[Bzoj 3585] Mex "MO Team + sub-block"

Source: Internet
Author: User

Title Link: BZOJ-3585

Problem analysis

Interval MEX, the smallest natural number that is not present in the interval.

So we use a MO team + chunking approach, using the team to maintain the number of occurrences of each number in the current interval.

Then the MEX with a sub-block, the weight of the block (obviously Mex must be less than or equal to N, the weight of greater than n is meaningless, can be ignored directly), each block size sqrt (n).

Then the number of a number in the interval is reduced to 0, and the type of the block it is in is reduced by one, and the number is similar when it is added.

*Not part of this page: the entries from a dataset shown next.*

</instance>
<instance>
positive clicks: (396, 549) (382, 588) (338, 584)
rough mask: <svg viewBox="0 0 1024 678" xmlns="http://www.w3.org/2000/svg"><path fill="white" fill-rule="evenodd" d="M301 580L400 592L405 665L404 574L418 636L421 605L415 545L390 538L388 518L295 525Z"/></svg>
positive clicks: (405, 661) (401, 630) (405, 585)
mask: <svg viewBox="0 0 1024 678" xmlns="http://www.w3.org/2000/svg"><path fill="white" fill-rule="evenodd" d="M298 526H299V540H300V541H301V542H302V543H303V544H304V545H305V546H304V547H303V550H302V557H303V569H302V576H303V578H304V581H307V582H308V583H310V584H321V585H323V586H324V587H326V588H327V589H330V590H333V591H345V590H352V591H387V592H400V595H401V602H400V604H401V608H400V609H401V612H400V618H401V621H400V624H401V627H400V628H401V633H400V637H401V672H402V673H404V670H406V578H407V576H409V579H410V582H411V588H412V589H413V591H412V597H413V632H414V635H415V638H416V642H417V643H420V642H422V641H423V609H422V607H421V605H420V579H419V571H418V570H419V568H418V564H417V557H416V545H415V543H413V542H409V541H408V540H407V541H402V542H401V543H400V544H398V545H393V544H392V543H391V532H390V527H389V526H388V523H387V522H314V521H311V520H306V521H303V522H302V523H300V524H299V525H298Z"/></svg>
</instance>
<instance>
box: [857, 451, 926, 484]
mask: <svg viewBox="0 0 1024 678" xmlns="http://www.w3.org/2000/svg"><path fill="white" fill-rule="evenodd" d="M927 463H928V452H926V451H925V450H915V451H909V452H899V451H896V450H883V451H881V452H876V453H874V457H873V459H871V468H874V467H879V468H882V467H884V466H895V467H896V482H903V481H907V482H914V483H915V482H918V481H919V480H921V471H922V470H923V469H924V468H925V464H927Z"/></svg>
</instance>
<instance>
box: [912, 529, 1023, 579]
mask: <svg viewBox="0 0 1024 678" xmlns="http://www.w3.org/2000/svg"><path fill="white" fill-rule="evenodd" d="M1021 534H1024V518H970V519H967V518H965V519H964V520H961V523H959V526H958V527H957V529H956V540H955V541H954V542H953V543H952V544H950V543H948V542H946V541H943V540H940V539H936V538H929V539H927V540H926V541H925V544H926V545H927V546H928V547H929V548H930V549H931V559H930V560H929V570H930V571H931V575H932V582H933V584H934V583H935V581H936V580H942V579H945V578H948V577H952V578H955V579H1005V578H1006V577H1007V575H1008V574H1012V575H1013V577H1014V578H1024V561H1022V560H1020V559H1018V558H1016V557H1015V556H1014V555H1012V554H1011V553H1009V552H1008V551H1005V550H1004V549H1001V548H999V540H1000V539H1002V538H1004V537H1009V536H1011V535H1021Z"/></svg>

Then enumerate each block, find the smallest number of non-existent blocks (that is, the number of species less than the number of numbers in the block), and then to this fast directly from one to find the first non-existent numbers.

In this way the complexity of the team and the complexity of the chunking are added, O (n^1.5) + O (n^1.5) = O (n^1.5).

Code
#include <iostream> #include <cstdlib> #include <cstdio> #include <cstring> #include <cmath  > #include <algorithm>using namespace std;const int maxn = 200000 + 5, MaxQ = 200000 + 5, MAXB = + 5;int N, M,  Blksize, Maxblk;int A[MAXN], BLK[MAXN], L[MAXB], R[MAXB], ANS[MAXQ], CNT[MAXN], V[MAXB], size[maxb];struct Query{int IDX, L, R, v;} q[maxq];inline bool Cmp (query Q1, query Q2) {if (q1.v = = Q2.V) return Q1.R < Q2.r;return q1.v < Q2.V;} inline void Del_num (int x) {--cnt[x];if (cnt[x] = = 0)--v[blk[x]];} inline void Add_num (int x) {if (cnt[x] = = 0) ++v[blk[x]];++cnt[x];} void Pull (int f, int. x, int y) {if (x = = y) return;if (f = = 0) {if (x < y) {for (int i = x; i < y; ++i) del_num (A[i]);} else{for (int i = x-1; I >= y; i.) add_num (A[i]);}} Else{if (x < y) {for (int i = x + 1; i <= y; ++i) add_num (A[i]);} else{for (int i = x; i > y; i.) del_num (A[i]);}} int Get_ans () {int ret = n;for (int i = 1; I <= maxblk; ++i) if (V[i] < Size[i]) {for (int j = L[i]; J <= R[i]; ++J) if (cnt[j] = = 0) {ret = J;break;} break;} return ret;} int main () {scanf ("%d%d", &n, &m), for (int i = 1; I <= n; ++i) {scanf ("%d", &a[i]); if (A[i] > N) a[i] = n + 1;} blksize = (int) sqrt ((double) n), for (int i = 0; I <= N; ++i) Blk[i] = i/blksize + 1; MAXBLK = blk[n];for (int i = 1; I <= maxblk; ++i) {L[i] = (i-1) * blksize; R[i] = i * BlkSize-1; Size[i] = R[i]-l[i] + 1;} R[MAXBLK] = n; SIZE[MAXBLK] = n-l[maxblk] + 1;for (int i = 1; I <= m; ++i) {scanf ("%d%d", &AMP;Q[I].L, &AMP;Q[I].R); Q[i]. IDX = i; Q[I].V = q[i].l/blksize;} Sort (q + 1, q + M + 1, CMP), for (int i = Q[1].L; I <= q[1].r; ++i) Add_num (A[i]); ANS[Q[1]. IDX] = Get_ans (); for (int i = 2; I <= m; ++i) {if (Q[I].R <= q[i-1].l) {Pull (0, Q[I-1].L, Q[I].L); Pull (1, Q[I-1].R, Q[I].R);} Else{pull (1, Q[I-1].R, Q[I].R); Pull (0, Q[I-1].L, Q[I].L);} Ans[q[i]. IDX] = Get_ans ();} for (int i = 1; I <= m; ++i) printf ("%d\n", Ans[i]); return 0;}

  

[Bzoj 3585] Mex "MO Team + sub-block"

Contact Us

The content source of this page is from Internet, which doesn't represent Alibaba Cloud's opinion; products and services mentioned on that page don't have any relationship with Alibaba Cloud. If the content of the page makes you feel confusing, please write us an email, we will handle the problem within 5 days after receiving your email.

If you find any instances of plagiarism from the community, please send an email to: info-contact@alibabacloud.com and provide relevant evidence. A staff member will contact you within 5 working days.

A Free Trial That Lets You Build Big!

Start building with 50+ products and up to 12 months usage for Elastic Compute Service

  • Sales Support

    1 on 1 presale consultation

  • After-Sales Support

    24/7 Technical Support 6 Free Tickets per Quarter Faster Response

  • Alibaba Cloud offers highly flexible support services tailored to meet your exact needs.